Multi Active Satellite v0

tkirschke edited this page Oct 18, 2022 · 3 revisions

This macro creates a multi-active satellite version 0, meaning that it should be materialized as an incremental table. It should be applied 'on top' of the staging layer, and is either connected to a Hub or a Link. On top of each version 0 multi-active satellite, a version 1 multi-active satellite should be created, using the ma_sat_v1 macro. This extends the v0 satellite by a virtually calculated load end date. Each satellite can only be loaded by one source model, since we typically recommend a satellite split by source system.

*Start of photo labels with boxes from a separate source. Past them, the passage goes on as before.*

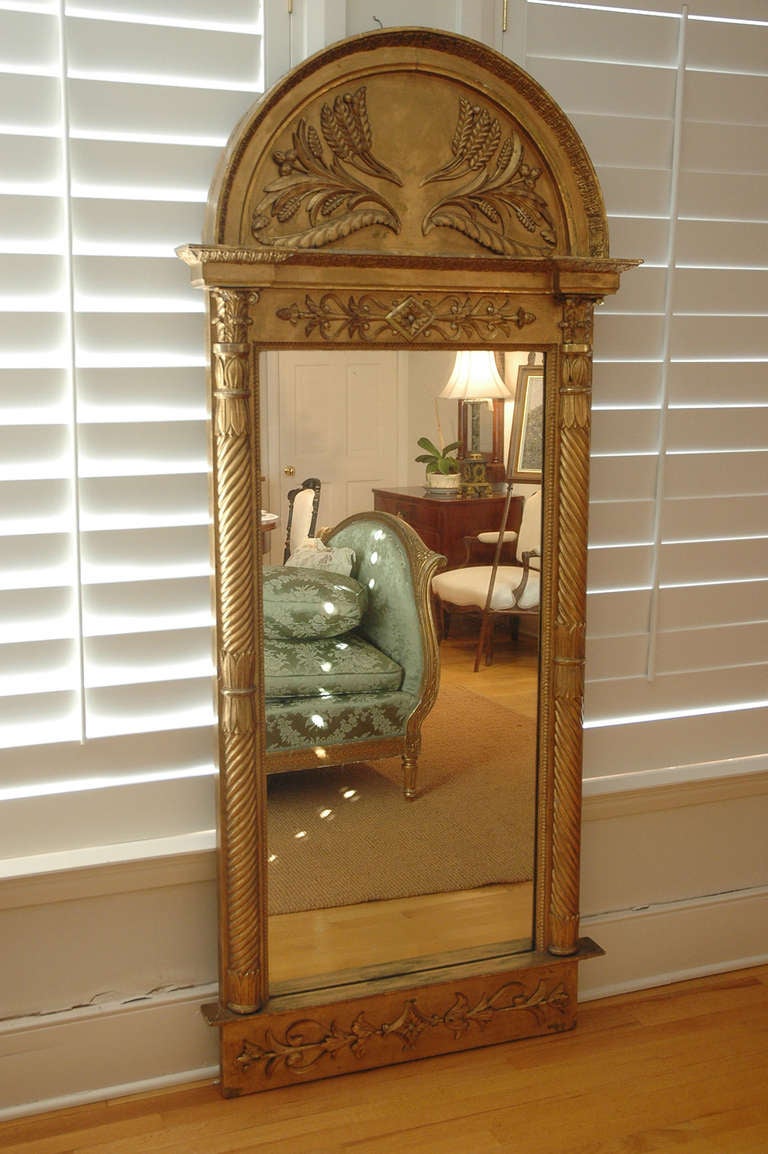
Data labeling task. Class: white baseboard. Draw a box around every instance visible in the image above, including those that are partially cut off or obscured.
[579,886,768,1002]
[0,986,218,1119]
[0,886,768,1119]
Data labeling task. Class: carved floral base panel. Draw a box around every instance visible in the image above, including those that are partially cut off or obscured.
[206,960,577,1097]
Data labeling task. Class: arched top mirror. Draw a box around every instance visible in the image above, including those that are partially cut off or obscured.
[204,29,608,258]
[179,29,638,1095]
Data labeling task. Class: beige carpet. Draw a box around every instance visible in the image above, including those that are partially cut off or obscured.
[268,688,535,914]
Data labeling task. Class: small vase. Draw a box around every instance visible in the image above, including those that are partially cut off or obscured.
[424,473,461,496]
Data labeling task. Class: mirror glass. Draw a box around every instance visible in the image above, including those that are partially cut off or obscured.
[262,350,544,992]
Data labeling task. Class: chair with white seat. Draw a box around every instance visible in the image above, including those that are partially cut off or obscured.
[432,489,541,673]
[283,477,322,564]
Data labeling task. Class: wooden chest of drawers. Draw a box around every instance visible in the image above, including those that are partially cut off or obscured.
[374,486,522,569]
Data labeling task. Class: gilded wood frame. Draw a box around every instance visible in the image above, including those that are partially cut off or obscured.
[179,29,638,1095]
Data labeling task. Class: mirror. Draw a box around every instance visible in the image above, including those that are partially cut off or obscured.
[264,341,543,995]
[180,29,638,1095]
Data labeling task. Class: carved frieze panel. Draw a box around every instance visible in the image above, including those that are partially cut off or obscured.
[250,80,562,256]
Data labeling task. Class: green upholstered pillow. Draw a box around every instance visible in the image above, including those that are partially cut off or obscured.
[264,565,368,640]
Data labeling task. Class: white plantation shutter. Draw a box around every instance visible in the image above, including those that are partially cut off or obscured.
[526,0,768,789]
[0,0,263,868]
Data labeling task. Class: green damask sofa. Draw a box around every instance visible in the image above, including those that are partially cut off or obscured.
[264,512,445,797]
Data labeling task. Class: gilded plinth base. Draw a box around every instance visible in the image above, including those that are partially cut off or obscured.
[203,938,602,1097]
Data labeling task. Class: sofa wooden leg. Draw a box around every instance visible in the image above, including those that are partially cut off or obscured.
[402,754,419,801]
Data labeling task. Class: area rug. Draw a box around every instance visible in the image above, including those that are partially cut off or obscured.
[268,687,535,914]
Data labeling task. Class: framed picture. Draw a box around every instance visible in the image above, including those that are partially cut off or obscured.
[509,365,544,485]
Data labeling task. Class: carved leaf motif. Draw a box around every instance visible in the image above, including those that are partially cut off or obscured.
[251,87,401,249]
[277,293,536,342]
[234,980,571,1077]
[422,97,557,256]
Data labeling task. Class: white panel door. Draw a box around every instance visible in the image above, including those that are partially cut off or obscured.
[270,349,399,527]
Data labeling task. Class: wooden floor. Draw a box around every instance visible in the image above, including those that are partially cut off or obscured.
[0,962,768,1154]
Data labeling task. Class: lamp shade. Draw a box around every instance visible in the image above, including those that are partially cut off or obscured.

If a stage model is defined as multi-active, all satellites out of that stage model need to be implemented as multi-active satellites.

Features:

  • Can handle multiple updates per batch, without loosing intermediate changes. Therefor initial loading is supported.
  • Using a dynamic high-water-mark to optimize loading performance of multiple loads
Parameters Data Type Explanation
parent_hashkey string Name of the hashkey column inside the stage of the object that this satellite is attached to.
src_hashdiff string Name of the hashdiff column of this satellite, that was created inside the staging area and is calculated out of the entire payload of this satellite. The stage must hold one hashdiff per satellite entity.
src_ma_key string | list of strings Name(s) of the multi-active keys inside the staging area. Need to be the same ones, as defined in the stage model.
src_payload list of strings A list of all the descriptive attributes that should be included in this satellite. Needs to be the columns that are feeded into the hashdiff calculation of this satellite. Do not include the multi-active key in the payload of a multi-active satellite, it is included automatically!
source_model string Name of the underlying staging model, must be available inside dbt as a model.
src_ldts string Name of the ldts column inside the source models. Is optional, will use the global variable 'datavault4dbt.ldts_alias'. Needs to use the same column name as defined as alias inside the staging model.
src_rsrc string Name of the rsrc column inside the source models. Is optional, will use the global variable 'datavault4dbt.rsrc_alias'. Needs to use the same column name as defined as alias inside the staging model.

Example 1

{{ config(materialized='incremental') }}

{%- set yaml_metadata -%}
source_model: 'stg_customer'
parent_hashkey: 'hk_customer_h'
src_hashdiff: 'hd_customer_s'
src_ma_key: 'ma_attribute'
src_payload: 
    - phonenumber
    - address
{%- endset -%}

{%- set metadata_dict = fromyaml(yaml_metadata) -%}

{{ datavault4dbt.ma_sat_v0(source_model=metadata_dict['source_model'],
                        parent_hashkey=metadata_dict['parent_hashkey'],
                        src_hashdiff=metadata_dict['src_hashdiff'],
                        src_ma_key=metadata_dict['src_ma_key'],
                        src_payload=metadata_dict['src_payload']) }}

Description

  • source_model:
    • stg_customer: This satellite is created out of the stage for customer data. The stage must be set up as a multi active stage to enable proper hashdiff calculation.
  • parent_hashkey:
    • hk_customer_h: The multi active satellite is attached to the main business object of stg_customer, which is the Hub customer. The hashkey of that hub is hk_customer_h.
  • src_hashdiff:
    • hd_customer_s: The hashdiff column inside the staging model that belongs to this satellite. Needs to have the same input attributes as the payload of this satellite.
  • src_ma_key:
    • 'ma_attribute': For each hashkey and load date, there are multiple ma_attributes that are active at the same time. The combination of hashkey and ma_attribute needs to be unique per ldts.
  • src_payload:
    • ['phonenumber', 'address']: The multi active satellite for customers needs to contain all descriptive attributes that belong to customers. Need to be the same columns as used for the hashdiff calculation of this satellite.